Die Veranstalter hatten sich aufgrund des mäßigen Kartenvorverkaufs entschlossen, die Bühne nicht im großen Saal zu installieren, sondern im Vorraum des Resi. Eine gute Entscheidung, denn so konnten die Fans Luxuslärm hautnah erleben. Frontfrau Jini beschrieb, dass es eine Herausforderung war, nach Höxter zu kommen, weil der Flieger von Berlin nicht starten konnte: "Mit der Bahn nach Bielefeld und dann über die ganzen Dörfer nach Höxter - geht das nicht einfacher?
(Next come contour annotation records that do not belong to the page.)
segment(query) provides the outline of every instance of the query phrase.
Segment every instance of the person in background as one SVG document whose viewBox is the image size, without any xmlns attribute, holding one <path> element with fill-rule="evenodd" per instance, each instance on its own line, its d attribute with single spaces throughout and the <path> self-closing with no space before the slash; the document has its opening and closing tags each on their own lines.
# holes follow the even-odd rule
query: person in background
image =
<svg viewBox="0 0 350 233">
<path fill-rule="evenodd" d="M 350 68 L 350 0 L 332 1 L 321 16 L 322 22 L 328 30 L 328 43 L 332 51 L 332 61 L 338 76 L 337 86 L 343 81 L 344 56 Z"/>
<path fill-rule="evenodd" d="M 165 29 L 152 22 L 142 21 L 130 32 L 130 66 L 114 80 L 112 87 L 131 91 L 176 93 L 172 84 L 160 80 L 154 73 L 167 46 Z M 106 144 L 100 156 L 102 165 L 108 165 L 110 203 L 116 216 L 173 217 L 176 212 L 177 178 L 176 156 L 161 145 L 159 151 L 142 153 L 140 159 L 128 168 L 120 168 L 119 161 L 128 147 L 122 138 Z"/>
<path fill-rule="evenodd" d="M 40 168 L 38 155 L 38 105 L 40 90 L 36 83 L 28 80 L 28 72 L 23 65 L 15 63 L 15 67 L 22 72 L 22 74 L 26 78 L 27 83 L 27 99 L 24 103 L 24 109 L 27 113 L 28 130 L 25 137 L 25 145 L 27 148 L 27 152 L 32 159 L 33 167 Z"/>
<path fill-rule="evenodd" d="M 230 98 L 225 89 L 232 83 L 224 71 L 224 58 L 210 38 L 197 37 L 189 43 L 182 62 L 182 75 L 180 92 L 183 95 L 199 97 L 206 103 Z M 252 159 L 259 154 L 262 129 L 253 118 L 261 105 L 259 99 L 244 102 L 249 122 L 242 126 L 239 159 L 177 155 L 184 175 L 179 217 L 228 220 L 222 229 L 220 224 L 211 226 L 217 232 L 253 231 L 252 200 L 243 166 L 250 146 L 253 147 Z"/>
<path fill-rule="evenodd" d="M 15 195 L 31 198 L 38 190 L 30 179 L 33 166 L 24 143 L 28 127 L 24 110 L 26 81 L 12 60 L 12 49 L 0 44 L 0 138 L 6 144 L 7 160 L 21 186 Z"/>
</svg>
Immerhin haben wir da schon mal ein paar Fans im Zug kennengelernt. . ." Gutgelaunt präsentierten sie die bekannten Songs vom ersten Album wie "1.000 Kilometer bis zum Meer" oder "Unsterblich", stellten viele Titel vom kürzlich erschienenen zweiten Album "So laut ich kann" vor, rockten über die Bühne und legten einen Auftritt hin, der ein größeres Publikum verdient hätte.
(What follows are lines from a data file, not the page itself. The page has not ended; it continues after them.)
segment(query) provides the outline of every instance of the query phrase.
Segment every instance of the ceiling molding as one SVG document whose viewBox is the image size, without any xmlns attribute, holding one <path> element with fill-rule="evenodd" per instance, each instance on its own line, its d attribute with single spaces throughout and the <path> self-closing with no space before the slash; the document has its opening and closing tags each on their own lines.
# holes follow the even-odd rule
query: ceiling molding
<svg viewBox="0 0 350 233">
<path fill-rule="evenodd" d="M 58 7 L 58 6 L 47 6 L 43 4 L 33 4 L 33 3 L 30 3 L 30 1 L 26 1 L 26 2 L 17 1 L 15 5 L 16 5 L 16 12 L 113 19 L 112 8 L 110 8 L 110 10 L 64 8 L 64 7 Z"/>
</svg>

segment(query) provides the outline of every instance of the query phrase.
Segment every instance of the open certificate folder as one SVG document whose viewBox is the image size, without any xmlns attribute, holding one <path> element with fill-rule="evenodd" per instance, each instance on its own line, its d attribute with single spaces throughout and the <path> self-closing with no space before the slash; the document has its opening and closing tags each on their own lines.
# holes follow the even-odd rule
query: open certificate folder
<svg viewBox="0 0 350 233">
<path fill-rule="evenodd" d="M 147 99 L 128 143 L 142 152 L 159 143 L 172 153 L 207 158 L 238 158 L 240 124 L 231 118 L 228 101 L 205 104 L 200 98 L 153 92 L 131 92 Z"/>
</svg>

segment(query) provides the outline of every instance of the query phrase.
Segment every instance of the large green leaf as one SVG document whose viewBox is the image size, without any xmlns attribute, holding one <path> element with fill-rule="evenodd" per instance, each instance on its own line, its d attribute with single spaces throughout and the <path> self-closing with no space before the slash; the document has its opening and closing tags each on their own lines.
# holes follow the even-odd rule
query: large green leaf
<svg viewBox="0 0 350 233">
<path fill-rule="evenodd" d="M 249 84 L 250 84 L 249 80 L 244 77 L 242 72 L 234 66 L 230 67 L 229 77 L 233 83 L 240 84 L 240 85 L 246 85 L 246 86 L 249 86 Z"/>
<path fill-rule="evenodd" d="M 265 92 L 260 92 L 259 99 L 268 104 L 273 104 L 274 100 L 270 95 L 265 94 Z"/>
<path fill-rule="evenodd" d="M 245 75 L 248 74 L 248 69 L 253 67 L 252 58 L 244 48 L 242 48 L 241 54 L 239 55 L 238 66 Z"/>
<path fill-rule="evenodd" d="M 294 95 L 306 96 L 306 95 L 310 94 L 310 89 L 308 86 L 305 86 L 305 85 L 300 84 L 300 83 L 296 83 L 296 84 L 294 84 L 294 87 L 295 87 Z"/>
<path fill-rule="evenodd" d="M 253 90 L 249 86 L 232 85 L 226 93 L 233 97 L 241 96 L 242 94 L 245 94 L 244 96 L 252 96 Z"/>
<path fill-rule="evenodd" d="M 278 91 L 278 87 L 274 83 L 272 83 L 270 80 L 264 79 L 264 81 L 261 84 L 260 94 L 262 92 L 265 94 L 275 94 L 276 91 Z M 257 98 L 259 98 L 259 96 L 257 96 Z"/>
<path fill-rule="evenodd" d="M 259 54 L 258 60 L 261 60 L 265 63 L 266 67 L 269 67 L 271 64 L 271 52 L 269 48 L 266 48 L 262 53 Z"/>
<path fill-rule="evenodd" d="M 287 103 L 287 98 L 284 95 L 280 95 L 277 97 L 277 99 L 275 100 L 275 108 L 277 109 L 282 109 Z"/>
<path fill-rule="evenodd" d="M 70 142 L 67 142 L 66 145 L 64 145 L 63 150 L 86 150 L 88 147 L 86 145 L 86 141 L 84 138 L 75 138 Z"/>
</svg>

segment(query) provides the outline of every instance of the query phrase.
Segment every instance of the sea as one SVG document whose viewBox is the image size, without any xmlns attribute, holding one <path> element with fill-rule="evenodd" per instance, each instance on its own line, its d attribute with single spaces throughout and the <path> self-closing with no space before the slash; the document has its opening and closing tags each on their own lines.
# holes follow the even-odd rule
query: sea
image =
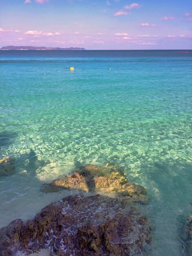
<svg viewBox="0 0 192 256">
<path fill-rule="evenodd" d="M 43 184 L 115 163 L 147 189 L 150 256 L 186 255 L 192 50 L 178 51 L 0 51 L 0 158 L 16 159 L 0 177 L 0 228 L 70 194 Z"/>
</svg>

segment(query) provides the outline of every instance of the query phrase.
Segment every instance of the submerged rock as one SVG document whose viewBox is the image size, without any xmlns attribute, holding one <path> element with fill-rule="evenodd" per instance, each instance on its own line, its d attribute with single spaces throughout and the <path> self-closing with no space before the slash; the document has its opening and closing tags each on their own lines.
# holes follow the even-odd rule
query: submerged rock
<svg viewBox="0 0 192 256">
<path fill-rule="evenodd" d="M 0 176 L 8 176 L 15 173 L 15 167 L 13 165 L 15 160 L 15 158 L 11 157 L 0 159 Z"/>
<path fill-rule="evenodd" d="M 192 256 L 192 216 L 186 218 L 183 239 L 186 244 L 188 255 Z"/>
<path fill-rule="evenodd" d="M 0 236 L 1 256 L 42 249 L 53 256 L 147 255 L 152 238 L 147 218 L 127 200 L 99 195 L 65 198 L 25 224 L 12 222 Z"/>
<path fill-rule="evenodd" d="M 126 197 L 130 202 L 143 204 L 147 203 L 149 200 L 146 189 L 141 186 L 128 182 L 123 169 L 120 170 L 117 166 L 83 166 L 49 184 L 44 184 L 42 190 L 57 192 L 62 189 L 95 192 L 111 197 Z"/>
</svg>

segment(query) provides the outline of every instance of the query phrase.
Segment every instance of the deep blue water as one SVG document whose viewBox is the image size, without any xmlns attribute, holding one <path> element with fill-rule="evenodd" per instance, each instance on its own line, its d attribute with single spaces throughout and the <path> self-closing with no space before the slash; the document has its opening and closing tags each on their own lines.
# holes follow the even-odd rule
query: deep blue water
<svg viewBox="0 0 192 256">
<path fill-rule="evenodd" d="M 151 255 L 185 255 L 192 50 L 177 51 L 0 51 L 0 158 L 16 159 L 0 177 L 0 226 L 66 195 L 39 189 L 77 163 L 113 162 L 147 189 Z"/>
</svg>

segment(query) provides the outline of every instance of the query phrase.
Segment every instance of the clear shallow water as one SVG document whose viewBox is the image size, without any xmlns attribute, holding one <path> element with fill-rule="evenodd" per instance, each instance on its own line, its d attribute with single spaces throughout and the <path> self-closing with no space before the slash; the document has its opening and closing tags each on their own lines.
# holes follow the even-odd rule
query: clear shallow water
<svg viewBox="0 0 192 256">
<path fill-rule="evenodd" d="M 16 159 L 16 173 L 0 177 L 0 227 L 69 195 L 44 194 L 45 182 L 80 163 L 115 162 L 147 189 L 141 210 L 155 227 L 151 255 L 185 255 L 192 52 L 9 51 L 0 58 L 0 157 Z"/>
</svg>

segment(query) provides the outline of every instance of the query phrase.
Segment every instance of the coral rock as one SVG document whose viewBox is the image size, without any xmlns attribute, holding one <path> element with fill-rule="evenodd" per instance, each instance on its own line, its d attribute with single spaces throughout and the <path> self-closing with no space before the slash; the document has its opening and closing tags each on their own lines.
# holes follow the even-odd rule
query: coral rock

Doch das macht die Musiker aus Iserlohn so sympathisch, dass sie auch für gut 250 Fans alles geben, obwohl sie schon vor Tausend und mehr gespielt haben. Ihr Titel vom zweiten Album "Leb’ Deine Träume" spiegelt wohl sehr gut wider, was die Band gerade erlebt: "Wahnsinn, genau das dürfen wir im Moment erleben, das ist echt irre, was hier passiert, und das verdanken wir Euch!" bedankt sich Jini Janine Meyer bei den Besuchern, nachdem sie den Song am Ende a capella mit dem Publikum sang. Und als Schlagzeuger Jan kurz hinter der Bühne verschwand, übernahm sie kurzerhand selbst die Sticks und hatte eine Menge Spaß dabei. Die Luxuslärmer haben einen schweren Weg hinter sich, "wir haben es uns das Musikgeschäft etwas einfacher vorgestellt", beschreibt die blonde Rockröhre mit der kraftvollen Stimme ihren Weg zum Erfolg.
Ohne große Plattenfirma im Rücken haben die Musiker es Stück für Stück geschafft, sich nach oben zu arbeiten und werden jetzt seit etwa zwei Jahren auch "draußen" wahrgenommen. Mit ihren kritischen und lebensnahen Texten sprechen sie ein breites Publikum an, da spielt es keine Rolle, ob man zwölf oder vierzig ist - in den Liedern kann sich jeder ein Stück weit wiederfinden.
Guter, ehrlicher Rock bildet die Basis für bebende Hallen und begeisterte Fans, aber auch die Balladen bieten eine absolute Gänsehautgarantie. Aus zehn Auftritten im Jahr 2007 sind nun gut hundert Auftritte im Jahr 2010 geworden und die Nominierung für den VIVA Comet 2010 macht deutlich, dass von der Band noch einiges zu erwarten ist.